Created on 10-14-201607:16 PM - edited 08-17-201908:50 AM
Sometimes you have Java messages that you would like to easily ingest into HDFS or perhaps HDFS as raw files, Phoenix, Hive and other destinations. You can do that pretty easy with Apache NiFi 1.0.0 as part of HDF 2.0. For this simple example, I also added a REST gateway for bulk loading, testing and to provide another way to easily send JMS messages. ListenHTTP accepts HTTP POSTS on port 8099, which I made the listener port for that processor. It takes what you send and publishes that to a JMS queue. I am using ActiveMQ.

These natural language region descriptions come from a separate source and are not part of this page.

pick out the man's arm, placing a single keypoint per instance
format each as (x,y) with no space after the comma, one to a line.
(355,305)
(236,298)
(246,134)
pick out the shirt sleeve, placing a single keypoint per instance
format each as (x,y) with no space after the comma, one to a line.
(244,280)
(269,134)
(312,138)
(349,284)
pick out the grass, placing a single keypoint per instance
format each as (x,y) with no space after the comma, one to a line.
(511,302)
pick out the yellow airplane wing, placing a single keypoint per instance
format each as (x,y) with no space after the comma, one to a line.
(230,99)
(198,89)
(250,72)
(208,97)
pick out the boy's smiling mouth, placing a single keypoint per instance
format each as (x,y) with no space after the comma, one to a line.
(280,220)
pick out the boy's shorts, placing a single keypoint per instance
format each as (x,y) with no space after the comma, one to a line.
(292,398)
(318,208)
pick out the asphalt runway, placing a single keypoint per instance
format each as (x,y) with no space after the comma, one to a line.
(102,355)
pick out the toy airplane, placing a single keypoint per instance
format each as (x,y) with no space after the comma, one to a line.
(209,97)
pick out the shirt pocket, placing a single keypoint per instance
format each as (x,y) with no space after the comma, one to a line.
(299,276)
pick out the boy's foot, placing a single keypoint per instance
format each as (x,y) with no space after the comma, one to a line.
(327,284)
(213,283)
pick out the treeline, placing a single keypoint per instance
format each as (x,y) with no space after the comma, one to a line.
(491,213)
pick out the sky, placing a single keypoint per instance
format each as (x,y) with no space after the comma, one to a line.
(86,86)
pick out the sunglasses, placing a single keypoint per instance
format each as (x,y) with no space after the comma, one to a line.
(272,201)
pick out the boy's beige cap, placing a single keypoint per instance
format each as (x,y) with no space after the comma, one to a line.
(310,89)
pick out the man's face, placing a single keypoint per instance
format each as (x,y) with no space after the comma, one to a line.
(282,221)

I have a little Python 2.7 script that I found on github that makes fake log records and modified it to send 1,000 JSON messages via REST to our REST to JMS gateway in NIFI for testing. You can easily do this with shell script and CURL, Apache JMeter, Java code, Go script and many other open source REST testers and clients.
I installed an ActiveMQ JMS broker as my example JMS server, which is very simple on Centos 7. All you need to do is download the gziped tar and untar it. It's ready to run with a chmod. That download also includes the client jar that we will need on the HDF 2.0 server for accessing the message queue server. You must also have the port open. On ActiveMQ that defaults to 61616. ActiveMQ also includes a nice web console that you may want to unblock that port for viewing the status of queues and messages. In my simple example, I am running JMS via: bin/activemq start > /tmp/smlog 2>&1 &;
I recommend changing your HTTP Listening Port, so you can run a bunch of these processors as needed.
Processors used: ConsumeJMS, MergeContent and PutHDFS.
You need to set Destination Name which is the name of the QUEUE in this case, but could also be the name of the Topic. I picked Destination Type of QUEUE since I am using a QUEUE in Apache ActiveMQ.
It's very easy to add more output processors for sinking data into Apache Phoenix, HBase, Hive, Email, Slack and other NoSQL stores. It's also easy to convert messages into AVRO, ORC and other optimized big data file formats.
As you see we get a number of jms_ attributes including priority, message ID and other attributes associated with the JMS message.